Entre descampados, instalaciones deportivas y edificios residenciales me planto en la siempre transitada avenida General Avilés, último inciso de bullicio antes de sumergirme en ese remanso de paz que es Campanar. Cuando escribo esa expresión –remanso de paz- me vienen a la mente los pastores Salicio y Nemoroso que con tanto acierto describía Garcilaso de la Vega. No creo que el poeta recreara la huerta valenciana, aunque no andaría muy alejado en su inspiración.
Vale. Dejo de andarme por las ramas para no distraerme del mejor tramo del recorrido, el que comienza en la calle Mossén Rausell. Despacito, mirando cada casona, sigo mi camino cruzando por calle Marines, compositor Amando Blanquer y por la tan estrecha como corta (unos 50 metros) y encantadora calle Macastre.

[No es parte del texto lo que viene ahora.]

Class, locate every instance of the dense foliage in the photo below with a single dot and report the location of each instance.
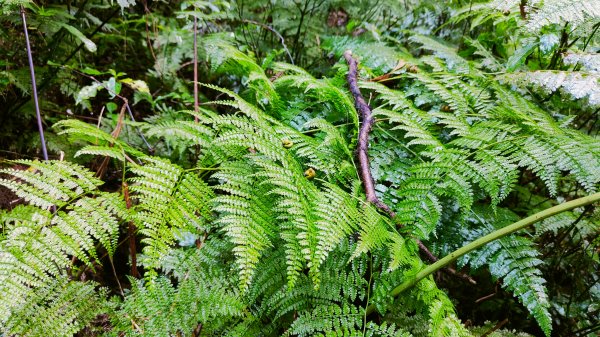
(243, 211)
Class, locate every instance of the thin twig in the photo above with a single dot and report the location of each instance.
(52, 74)
(34, 86)
(363, 155)
(496, 327)
(125, 102)
(272, 30)
(131, 233)
(195, 69)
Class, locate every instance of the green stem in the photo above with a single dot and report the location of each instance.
(528, 221)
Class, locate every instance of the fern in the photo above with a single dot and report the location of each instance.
(171, 201)
(203, 296)
(38, 249)
(515, 260)
(578, 85)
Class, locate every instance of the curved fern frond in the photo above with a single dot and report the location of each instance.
(515, 260)
(48, 184)
(171, 201)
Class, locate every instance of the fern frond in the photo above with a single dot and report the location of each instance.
(170, 201)
(39, 245)
(58, 308)
(48, 184)
(454, 62)
(245, 215)
(157, 308)
(579, 85)
(515, 260)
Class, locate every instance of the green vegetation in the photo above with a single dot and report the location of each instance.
(444, 185)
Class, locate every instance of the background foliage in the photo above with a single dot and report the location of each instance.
(246, 216)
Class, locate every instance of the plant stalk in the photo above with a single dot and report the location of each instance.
(34, 86)
(521, 224)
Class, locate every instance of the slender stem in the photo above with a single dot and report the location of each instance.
(34, 86)
(521, 224)
(196, 68)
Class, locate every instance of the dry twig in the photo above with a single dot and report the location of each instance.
(363, 156)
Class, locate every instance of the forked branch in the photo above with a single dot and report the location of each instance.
(363, 155)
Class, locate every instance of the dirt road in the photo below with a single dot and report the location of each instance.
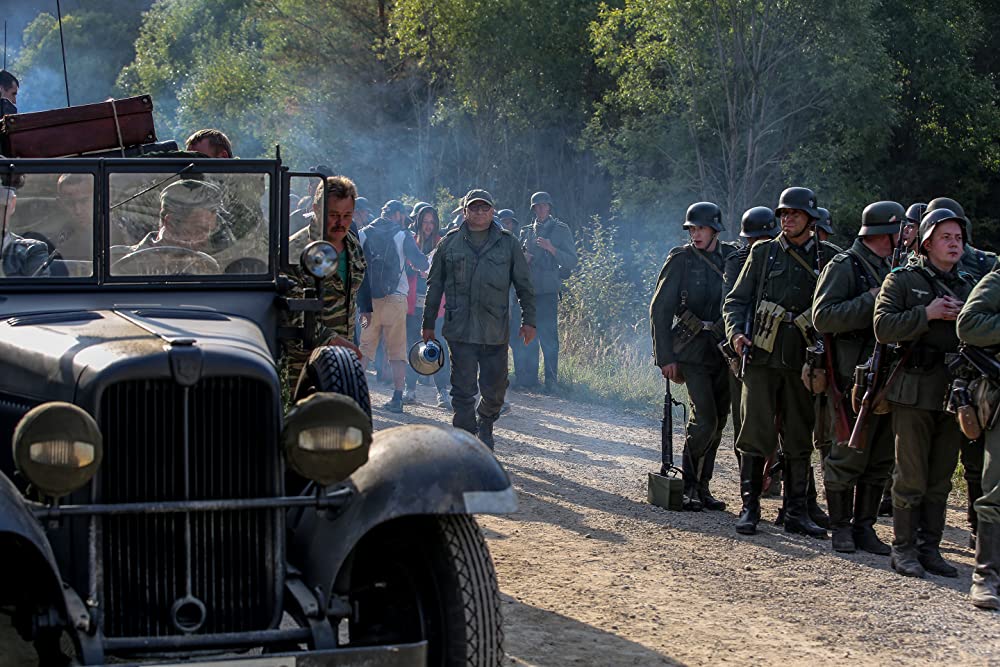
(594, 575)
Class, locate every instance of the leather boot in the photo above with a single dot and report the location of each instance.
(751, 483)
(904, 550)
(929, 540)
(484, 431)
(985, 591)
(797, 518)
(840, 503)
(691, 500)
(708, 501)
(975, 487)
(816, 512)
(866, 503)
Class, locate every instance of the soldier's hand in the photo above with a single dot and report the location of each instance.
(943, 308)
(741, 342)
(527, 333)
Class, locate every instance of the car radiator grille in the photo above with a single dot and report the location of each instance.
(232, 455)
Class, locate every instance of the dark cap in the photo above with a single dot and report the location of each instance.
(477, 195)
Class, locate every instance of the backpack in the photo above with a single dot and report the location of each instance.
(382, 256)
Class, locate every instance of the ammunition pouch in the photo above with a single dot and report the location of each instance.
(814, 371)
(767, 321)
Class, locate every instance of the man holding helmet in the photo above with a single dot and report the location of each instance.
(774, 293)
(685, 318)
(843, 306)
(917, 306)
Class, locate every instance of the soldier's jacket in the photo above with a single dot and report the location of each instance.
(340, 305)
(843, 306)
(475, 283)
(545, 267)
(785, 282)
(977, 263)
(22, 257)
(901, 317)
(979, 321)
(687, 282)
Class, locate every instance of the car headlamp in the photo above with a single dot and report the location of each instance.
(319, 259)
(58, 447)
(326, 437)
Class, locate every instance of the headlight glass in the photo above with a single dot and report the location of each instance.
(62, 453)
(331, 439)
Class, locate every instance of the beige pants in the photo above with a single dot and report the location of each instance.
(389, 319)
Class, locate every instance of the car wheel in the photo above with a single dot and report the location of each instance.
(336, 370)
(428, 578)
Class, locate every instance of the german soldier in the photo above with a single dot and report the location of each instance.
(918, 304)
(979, 325)
(686, 323)
(758, 224)
(843, 306)
(774, 292)
(977, 264)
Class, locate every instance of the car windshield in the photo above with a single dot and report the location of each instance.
(200, 223)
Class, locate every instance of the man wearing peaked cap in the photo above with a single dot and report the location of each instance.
(473, 269)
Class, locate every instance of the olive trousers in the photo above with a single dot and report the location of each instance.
(770, 392)
(927, 444)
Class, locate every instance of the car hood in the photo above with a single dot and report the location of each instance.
(51, 355)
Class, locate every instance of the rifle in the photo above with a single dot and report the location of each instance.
(874, 391)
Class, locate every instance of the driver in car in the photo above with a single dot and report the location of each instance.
(189, 215)
(21, 257)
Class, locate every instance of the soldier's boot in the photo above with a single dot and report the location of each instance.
(751, 483)
(904, 550)
(690, 500)
(816, 512)
(840, 502)
(797, 518)
(484, 431)
(708, 501)
(929, 541)
(866, 502)
(985, 591)
(975, 487)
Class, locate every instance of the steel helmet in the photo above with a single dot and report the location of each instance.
(703, 214)
(541, 198)
(916, 212)
(882, 217)
(802, 199)
(825, 221)
(935, 218)
(758, 221)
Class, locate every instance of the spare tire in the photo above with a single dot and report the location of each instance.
(336, 370)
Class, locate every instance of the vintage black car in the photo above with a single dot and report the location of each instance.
(158, 502)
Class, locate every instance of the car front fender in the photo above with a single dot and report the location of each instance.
(411, 470)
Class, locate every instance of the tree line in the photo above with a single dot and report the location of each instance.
(626, 109)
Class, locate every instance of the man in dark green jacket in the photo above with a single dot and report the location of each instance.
(917, 306)
(473, 269)
(774, 291)
(551, 251)
(843, 306)
(685, 319)
(979, 325)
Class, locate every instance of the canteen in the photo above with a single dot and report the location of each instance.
(426, 358)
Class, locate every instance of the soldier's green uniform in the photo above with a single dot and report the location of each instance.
(692, 280)
(927, 437)
(979, 325)
(844, 306)
(976, 263)
(781, 273)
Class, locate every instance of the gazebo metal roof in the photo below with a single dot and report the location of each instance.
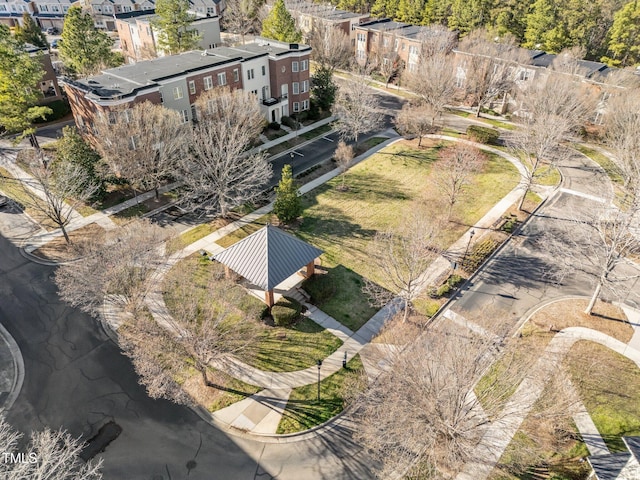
(268, 257)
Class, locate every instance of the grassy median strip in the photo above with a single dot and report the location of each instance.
(304, 411)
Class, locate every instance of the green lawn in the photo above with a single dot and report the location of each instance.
(298, 347)
(277, 349)
(303, 409)
(609, 385)
(605, 162)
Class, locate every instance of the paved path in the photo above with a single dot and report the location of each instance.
(500, 433)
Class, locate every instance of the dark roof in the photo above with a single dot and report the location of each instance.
(268, 257)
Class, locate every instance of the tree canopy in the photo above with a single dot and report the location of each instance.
(174, 35)
(280, 25)
(84, 49)
(20, 75)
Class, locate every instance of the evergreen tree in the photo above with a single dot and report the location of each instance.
(73, 149)
(410, 11)
(624, 36)
(29, 32)
(467, 15)
(287, 206)
(436, 11)
(20, 76)
(323, 88)
(174, 35)
(84, 49)
(280, 25)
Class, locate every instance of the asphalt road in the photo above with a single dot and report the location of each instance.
(76, 378)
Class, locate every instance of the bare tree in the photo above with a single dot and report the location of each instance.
(356, 108)
(219, 173)
(416, 120)
(207, 325)
(142, 144)
(120, 268)
(343, 157)
(551, 113)
(53, 455)
(402, 255)
(56, 193)
(622, 127)
(598, 243)
(433, 77)
(241, 17)
(455, 171)
(488, 67)
(331, 47)
(424, 417)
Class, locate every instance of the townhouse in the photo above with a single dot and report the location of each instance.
(138, 37)
(276, 73)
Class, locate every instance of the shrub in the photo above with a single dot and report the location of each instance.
(479, 253)
(59, 109)
(288, 121)
(480, 134)
(320, 288)
(286, 311)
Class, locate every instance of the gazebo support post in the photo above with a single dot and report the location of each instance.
(268, 298)
(311, 268)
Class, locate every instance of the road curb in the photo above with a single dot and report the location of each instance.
(18, 368)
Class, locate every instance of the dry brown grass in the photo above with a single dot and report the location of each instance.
(59, 250)
(606, 318)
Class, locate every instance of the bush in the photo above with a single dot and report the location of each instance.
(286, 311)
(320, 288)
(479, 253)
(480, 134)
(288, 121)
(59, 108)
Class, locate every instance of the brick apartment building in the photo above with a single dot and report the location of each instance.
(138, 37)
(276, 73)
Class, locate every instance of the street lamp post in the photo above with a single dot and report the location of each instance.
(471, 234)
(319, 362)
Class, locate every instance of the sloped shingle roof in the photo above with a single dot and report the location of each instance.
(267, 257)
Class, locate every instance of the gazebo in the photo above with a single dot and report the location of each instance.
(268, 257)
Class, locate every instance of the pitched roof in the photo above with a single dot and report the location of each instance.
(268, 257)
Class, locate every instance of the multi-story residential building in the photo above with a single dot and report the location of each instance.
(276, 73)
(138, 38)
(308, 14)
(11, 11)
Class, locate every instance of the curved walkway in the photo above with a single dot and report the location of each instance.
(261, 413)
(499, 434)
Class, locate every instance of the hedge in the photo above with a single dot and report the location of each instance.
(483, 134)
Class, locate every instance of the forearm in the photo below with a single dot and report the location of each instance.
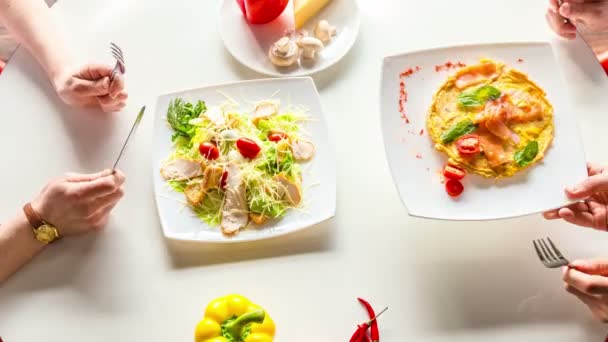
(17, 245)
(33, 25)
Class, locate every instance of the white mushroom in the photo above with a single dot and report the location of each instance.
(284, 52)
(324, 31)
(310, 47)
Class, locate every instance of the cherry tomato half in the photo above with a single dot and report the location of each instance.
(468, 145)
(276, 137)
(209, 150)
(453, 172)
(248, 148)
(224, 180)
(454, 188)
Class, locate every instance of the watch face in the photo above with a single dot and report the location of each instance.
(46, 233)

Continúo. Aminoro la marcha porque en el viejo Campanar vale la pena no transitar acelerado y disfrutar de su ambiente rural. Atravieso el cruce con las calles Eduardo Lluch y Benifaió y empalmo ya con Benidorm. Sí, con la calle Benidorm. Siempre me llama la atención el contraste de su nombre. Cuando alguien piensa en Benidorm no la relaciona precisamente con la tranquila calle de Campanar. Más bien con lo contrario. Bueno, me sorprenden tanto la denominación de la calle como el enorme rótulo que corona el Forn de Manuela. Y la tradición que emana de la Sociedad Recreativa Casino de Campanar. Rimbombante nombre tan usado en el pasado (lo de sociedad recreativa casino) para destacar que se trata de un lugar donde distraerse.

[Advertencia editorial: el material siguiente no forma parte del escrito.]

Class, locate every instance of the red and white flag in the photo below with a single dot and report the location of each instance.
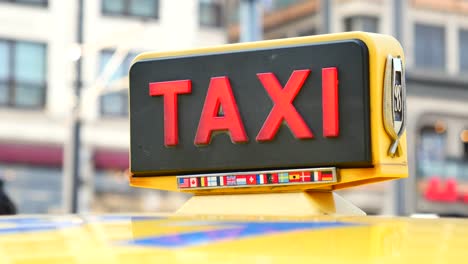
(305, 176)
(193, 182)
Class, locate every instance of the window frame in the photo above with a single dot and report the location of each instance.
(124, 110)
(11, 82)
(432, 66)
(44, 3)
(212, 5)
(126, 13)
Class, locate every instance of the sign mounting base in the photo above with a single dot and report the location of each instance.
(310, 203)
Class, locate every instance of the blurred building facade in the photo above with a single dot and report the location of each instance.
(434, 36)
(38, 53)
(39, 50)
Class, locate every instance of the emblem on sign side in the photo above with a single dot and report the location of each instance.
(394, 103)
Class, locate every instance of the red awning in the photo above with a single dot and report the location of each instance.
(31, 154)
(111, 159)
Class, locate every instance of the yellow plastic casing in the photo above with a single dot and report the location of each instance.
(383, 167)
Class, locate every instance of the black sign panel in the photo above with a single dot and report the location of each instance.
(349, 147)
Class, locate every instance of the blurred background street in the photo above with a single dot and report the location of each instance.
(64, 127)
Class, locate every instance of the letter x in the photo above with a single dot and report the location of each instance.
(283, 109)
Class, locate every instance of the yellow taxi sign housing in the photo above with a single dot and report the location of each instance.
(382, 165)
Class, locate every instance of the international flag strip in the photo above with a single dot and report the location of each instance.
(251, 179)
(231, 180)
(272, 178)
(317, 176)
(204, 181)
(326, 175)
(212, 181)
(222, 180)
(262, 179)
(294, 177)
(283, 177)
(257, 179)
(305, 176)
(241, 180)
(184, 182)
(194, 182)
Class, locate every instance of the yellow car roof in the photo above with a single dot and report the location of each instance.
(206, 239)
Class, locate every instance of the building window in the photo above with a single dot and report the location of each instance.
(463, 39)
(135, 8)
(115, 103)
(210, 13)
(429, 47)
(33, 189)
(43, 3)
(362, 23)
(22, 74)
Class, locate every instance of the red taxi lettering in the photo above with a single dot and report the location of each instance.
(220, 96)
(283, 109)
(330, 102)
(220, 111)
(169, 90)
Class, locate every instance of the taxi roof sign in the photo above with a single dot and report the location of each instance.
(292, 104)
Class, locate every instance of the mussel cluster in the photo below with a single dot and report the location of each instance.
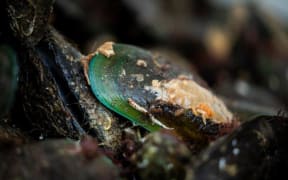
(125, 112)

Desando unos pasos, tuerzo a la derecha por Grabador Enguídanos y salgo de la zona de las casas protegidas, donde no se puede construir para preservar el patrimonio de Campanar. No. Me falta algo fundamental. No me quedo tranquilo. Pienso. Otro giro, ahora a la izquierda por calle del Barón de Barcheta y, sí, he llegado al apogeo del encanto de esta secular barriada encorsetada entre las avenidas Maestro Rodrigo, calle Parra y Pío XII. Claro: la plaça de l´Esglèsia. Impresionante totalmente.

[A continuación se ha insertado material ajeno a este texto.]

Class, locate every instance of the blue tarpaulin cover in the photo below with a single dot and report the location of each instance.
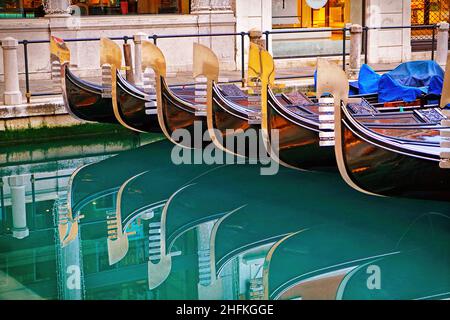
(368, 80)
(407, 82)
(410, 80)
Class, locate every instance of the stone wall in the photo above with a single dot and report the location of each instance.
(216, 17)
(388, 46)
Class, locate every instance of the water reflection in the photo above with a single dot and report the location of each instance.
(129, 224)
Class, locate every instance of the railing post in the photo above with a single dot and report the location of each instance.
(128, 60)
(442, 43)
(243, 59)
(344, 50)
(356, 32)
(12, 95)
(138, 38)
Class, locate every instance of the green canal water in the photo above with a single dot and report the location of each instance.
(112, 217)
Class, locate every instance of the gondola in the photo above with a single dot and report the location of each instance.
(313, 263)
(304, 134)
(296, 122)
(83, 100)
(133, 108)
(375, 163)
(173, 113)
(180, 119)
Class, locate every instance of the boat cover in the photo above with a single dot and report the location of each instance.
(407, 82)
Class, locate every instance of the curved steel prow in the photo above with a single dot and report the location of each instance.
(267, 79)
(153, 57)
(110, 53)
(254, 64)
(59, 58)
(59, 50)
(332, 79)
(206, 63)
(445, 97)
(111, 56)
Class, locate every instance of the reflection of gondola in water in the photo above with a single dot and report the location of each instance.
(96, 181)
(424, 276)
(141, 194)
(320, 270)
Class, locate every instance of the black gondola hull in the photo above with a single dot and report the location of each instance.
(84, 100)
(135, 110)
(298, 142)
(379, 167)
(230, 121)
(179, 118)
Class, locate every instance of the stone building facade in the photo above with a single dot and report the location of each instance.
(219, 16)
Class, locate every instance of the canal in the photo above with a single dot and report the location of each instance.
(113, 217)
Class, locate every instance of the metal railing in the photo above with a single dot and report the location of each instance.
(242, 38)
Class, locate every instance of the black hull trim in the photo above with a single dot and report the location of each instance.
(135, 108)
(180, 114)
(84, 100)
(380, 166)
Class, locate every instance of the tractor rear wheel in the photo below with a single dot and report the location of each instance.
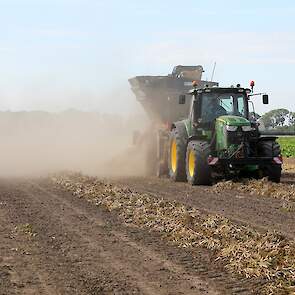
(176, 156)
(271, 149)
(198, 170)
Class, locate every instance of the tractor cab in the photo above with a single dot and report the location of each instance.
(211, 103)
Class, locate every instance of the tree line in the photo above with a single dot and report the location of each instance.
(282, 119)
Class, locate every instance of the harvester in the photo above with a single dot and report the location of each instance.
(201, 131)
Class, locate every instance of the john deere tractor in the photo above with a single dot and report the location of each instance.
(213, 135)
(219, 138)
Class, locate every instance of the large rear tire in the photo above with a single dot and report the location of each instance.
(272, 149)
(198, 170)
(176, 156)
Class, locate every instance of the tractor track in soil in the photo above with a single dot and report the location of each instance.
(83, 249)
(261, 213)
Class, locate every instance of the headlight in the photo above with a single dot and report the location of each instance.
(246, 128)
(231, 128)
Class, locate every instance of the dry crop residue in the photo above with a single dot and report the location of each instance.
(259, 187)
(248, 252)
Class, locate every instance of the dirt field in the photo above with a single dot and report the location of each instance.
(55, 242)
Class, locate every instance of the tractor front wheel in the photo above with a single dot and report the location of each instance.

La primera visión provoca una erupción de recuerdos en mi cabeza, y no precisamente urbanos. Una octogenaria, diminuta de cuerpo y muy enérgica de espíritu, barre con vigor el tramo de acera situado junto a la puerta de su casona de dos pisos, posiblemente la vivienda que le legaron sus ancestros. Con calma, con pulcritud y, naturalmente,con el sentimiento de que se trata de una tarea cotidiana que ha heredado como costumbre.
Bajo un silencio que sorprende en una metrópoli, me siento a contemplar el campanario de la iglesia de Nuestra Señora de la Misericordia y, mientras la miro, pienso en las deliciosas calderas de arròs en fesols i naps que se cocinan en esta plaza en las fiestas de la Virgen de Campanar, que precisamente se celebran en febrero. Sí, aunque hace más de 120 años que dejó de ser pueblo y se integró en Valencia, todavía mantiene esa esencia secular. Y ese encanto que singulariza el barrio dentro de la ciudad.
¡Vaya! Se me ha abierto el apetito. Voy a buscar coca Cristina en alguno de los hornos. Quizás en los de la colindante calle Riba-roja, aunque eso ya significa empezar a salirme de este islote campestre. Me comeré mejor una empanadilla por el camino hacia un distrito diferente de la ciudad, que Valencia da para curiosear mucho y todavía tengo por delante otro bonito y largo paseo que contaremos en el número de marzo de El Periódico de Aquí.